People often ask me if I like writing fantasy for the freedom.
"What freedom?" I ask.
"The freedom," they say, "to do whatever you want."
At this point I either laugh or cry or pour myself a drink, because the presence of magic is not a carte blanche, a sudden permission to throw everything and the kitchen sink into a book. People who take it as such usually write sloppy stories. They might have a vivid imagination, but writing fantasy requires the mind of a technician as much as an artist.
That's because good fantasy, like all frameworks, requires RULES.
Everywhere you look, there are rules.
Everywhere you don't look, there are more.
Sometimes those rules are simple, and sometimes they are complex (and sometimes, imho, they are needless convoluted), but they are almost always there, and I'd wager, in most good books, they might not be on the page, but they're buried, in the foundation, creating a degree of cohesion you might not see, but will certainly feel. Worse though, is when you DON'T feel it. When the elements on the page feel random, or the appearance of a rule turns out to be nothing but that, an appearance, something set up only to be disrupted at the first issue of convenience (this is by far my largest pet peeve as a reader, when the rules become porous, dissolving and reforming as needed to suit the writer's whims).
My Shades of Magic series includes not one, but four parallel worlds, each with a different relationship to magic.
In Grey London, magic was forgotten.
In Red, it thrives.
In White, it's abused.
In Black, it killed.
In Red London, the relationship between man and magic is one of reverence, respect. They worship magic as a god, mind the checks and balances, do not take without giving back. They are stewards.

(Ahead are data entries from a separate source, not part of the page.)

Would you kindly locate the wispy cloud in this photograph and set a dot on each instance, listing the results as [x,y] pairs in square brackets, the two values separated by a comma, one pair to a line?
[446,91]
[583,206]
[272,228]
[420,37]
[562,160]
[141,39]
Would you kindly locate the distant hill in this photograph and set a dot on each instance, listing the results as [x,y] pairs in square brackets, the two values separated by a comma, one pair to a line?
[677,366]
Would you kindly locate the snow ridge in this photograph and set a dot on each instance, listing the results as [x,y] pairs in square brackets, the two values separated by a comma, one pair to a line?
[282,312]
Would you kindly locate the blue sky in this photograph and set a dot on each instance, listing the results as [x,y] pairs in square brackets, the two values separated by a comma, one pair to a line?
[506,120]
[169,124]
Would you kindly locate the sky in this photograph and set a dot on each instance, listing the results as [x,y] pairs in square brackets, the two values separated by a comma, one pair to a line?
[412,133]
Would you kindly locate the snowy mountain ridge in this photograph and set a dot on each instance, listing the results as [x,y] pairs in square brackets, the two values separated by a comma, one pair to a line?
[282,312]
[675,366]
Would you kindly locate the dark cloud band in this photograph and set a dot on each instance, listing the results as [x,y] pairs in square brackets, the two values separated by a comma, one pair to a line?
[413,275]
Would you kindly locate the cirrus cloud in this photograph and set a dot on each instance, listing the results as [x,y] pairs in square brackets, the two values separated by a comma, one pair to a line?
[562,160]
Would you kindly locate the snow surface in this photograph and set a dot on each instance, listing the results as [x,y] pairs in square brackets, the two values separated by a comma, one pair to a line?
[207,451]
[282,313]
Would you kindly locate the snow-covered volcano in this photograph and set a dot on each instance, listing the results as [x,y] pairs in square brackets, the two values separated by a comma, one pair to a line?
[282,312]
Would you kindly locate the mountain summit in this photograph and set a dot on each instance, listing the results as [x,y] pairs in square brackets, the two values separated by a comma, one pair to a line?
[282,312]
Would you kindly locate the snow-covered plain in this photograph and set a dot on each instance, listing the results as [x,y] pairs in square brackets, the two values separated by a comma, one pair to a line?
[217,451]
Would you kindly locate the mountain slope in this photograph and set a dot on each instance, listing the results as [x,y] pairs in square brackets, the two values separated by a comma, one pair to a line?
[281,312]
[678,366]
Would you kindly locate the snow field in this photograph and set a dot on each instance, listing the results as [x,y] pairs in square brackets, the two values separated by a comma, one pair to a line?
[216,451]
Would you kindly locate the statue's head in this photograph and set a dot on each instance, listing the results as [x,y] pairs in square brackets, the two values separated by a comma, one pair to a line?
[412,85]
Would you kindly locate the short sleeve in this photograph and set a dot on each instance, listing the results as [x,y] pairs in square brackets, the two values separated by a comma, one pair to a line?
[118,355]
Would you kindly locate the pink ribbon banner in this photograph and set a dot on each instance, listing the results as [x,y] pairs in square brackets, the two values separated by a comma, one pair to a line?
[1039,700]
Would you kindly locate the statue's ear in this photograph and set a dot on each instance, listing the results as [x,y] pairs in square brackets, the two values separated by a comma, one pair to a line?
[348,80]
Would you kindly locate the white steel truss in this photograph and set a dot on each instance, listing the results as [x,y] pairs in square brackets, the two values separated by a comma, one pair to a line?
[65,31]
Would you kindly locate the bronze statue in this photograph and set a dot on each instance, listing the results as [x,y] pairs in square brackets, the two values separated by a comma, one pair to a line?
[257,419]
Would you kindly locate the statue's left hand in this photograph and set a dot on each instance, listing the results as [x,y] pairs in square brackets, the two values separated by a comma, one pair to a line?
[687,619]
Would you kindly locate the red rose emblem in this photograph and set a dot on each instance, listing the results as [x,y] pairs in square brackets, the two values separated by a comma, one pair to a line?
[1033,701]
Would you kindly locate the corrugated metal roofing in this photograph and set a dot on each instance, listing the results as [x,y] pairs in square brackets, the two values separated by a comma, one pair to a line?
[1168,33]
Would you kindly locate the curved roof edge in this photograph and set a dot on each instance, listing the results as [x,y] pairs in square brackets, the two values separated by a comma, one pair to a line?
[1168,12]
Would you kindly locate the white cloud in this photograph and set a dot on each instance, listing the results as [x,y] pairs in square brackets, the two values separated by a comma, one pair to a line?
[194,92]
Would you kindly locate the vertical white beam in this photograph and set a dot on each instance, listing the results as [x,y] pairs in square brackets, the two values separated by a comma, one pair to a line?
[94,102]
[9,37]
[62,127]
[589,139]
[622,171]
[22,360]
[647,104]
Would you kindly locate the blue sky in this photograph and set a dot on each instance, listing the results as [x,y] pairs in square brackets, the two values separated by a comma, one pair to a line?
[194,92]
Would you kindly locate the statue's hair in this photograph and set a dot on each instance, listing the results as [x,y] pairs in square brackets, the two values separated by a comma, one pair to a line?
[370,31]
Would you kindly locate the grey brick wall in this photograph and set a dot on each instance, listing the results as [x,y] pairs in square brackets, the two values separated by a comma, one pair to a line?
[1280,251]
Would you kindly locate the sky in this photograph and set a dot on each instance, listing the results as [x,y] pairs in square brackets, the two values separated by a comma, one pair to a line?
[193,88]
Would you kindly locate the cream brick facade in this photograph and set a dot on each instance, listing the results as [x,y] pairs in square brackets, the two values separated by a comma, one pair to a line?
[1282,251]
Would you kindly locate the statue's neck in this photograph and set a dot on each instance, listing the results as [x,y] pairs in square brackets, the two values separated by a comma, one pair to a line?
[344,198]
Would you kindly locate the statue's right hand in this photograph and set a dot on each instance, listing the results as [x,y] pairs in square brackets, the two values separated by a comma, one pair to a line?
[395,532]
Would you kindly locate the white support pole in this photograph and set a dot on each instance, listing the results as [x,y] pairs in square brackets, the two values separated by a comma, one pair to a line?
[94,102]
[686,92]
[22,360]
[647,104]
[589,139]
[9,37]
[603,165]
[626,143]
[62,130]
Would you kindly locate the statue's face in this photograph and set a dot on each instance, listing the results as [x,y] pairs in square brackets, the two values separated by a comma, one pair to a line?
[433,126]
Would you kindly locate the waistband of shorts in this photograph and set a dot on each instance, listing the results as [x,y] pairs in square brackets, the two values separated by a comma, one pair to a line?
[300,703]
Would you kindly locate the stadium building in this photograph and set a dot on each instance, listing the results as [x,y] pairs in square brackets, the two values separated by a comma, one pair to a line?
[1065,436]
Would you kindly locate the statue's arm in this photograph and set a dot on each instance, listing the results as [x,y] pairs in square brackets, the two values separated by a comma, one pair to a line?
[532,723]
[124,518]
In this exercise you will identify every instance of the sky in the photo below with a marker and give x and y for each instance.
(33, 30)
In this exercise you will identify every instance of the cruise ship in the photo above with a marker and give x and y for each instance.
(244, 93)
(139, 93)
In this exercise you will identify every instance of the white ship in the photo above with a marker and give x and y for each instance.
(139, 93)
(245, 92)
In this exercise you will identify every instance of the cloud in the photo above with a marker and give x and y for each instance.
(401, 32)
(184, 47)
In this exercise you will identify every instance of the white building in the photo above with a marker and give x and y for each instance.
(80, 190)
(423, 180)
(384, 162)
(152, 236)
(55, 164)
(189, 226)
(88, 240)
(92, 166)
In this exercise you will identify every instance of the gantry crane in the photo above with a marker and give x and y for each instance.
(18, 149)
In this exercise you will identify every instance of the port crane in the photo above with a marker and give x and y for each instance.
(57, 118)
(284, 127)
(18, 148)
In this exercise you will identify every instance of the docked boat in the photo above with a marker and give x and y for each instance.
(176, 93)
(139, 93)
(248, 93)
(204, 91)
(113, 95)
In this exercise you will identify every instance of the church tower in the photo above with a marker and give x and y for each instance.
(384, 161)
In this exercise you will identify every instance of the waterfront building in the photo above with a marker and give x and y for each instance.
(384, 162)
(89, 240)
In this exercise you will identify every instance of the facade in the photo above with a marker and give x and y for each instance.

In White London, a fear of magic dominating man has led to the inverse, a situation in which man endeavors to dominate magic (and consequently precipitates his own destruction).
Breaking the systems down past context into base fibers, magic in my worlds is two parts nature, one part god. It abides the rules of the natural world, but is the common element in everything.
Rooting the nature of magic in, well, NATURE, means creating a fantastical system that in most ways adheres to a realistic one. Cycles of life, growth, power, action and consequence, energy neither created nor destroyed, the aspects of magic mirror those of the natural world at its most basic.
The goal is to make the rules flush with the surface of the world, and in so doing, to make it intuitive, believable. Every step we take away from reality requires a leap of faith on the part of the reader, and the fewer steps necessary, the less likely that one will trip, stumble, fall. Or worse, begin to disbelieve.
And that is the great risk of going off-book, of indulging in a system of whimsy, a place where anything is possible without reason or repercussion--the more you ask the reader to believe, the less they often will.
The converse tendency is to prove oneself and the sturdiness of one's world by putting it ALL on the page, in maddening detail, which can be just as problematic--sure, you've made a cohesive world, but if your rules distract from the actual story, few people are going to give a damn about the thoroughness of your systems.
When in doubt, I find it best to remember that the fundamental laws that govern a world are at their core simple, intuitive, and elegant. By applying those traits to any world, no matter how superficially fanciful, you ensure that most readers recognize the terms, and are game for the ride.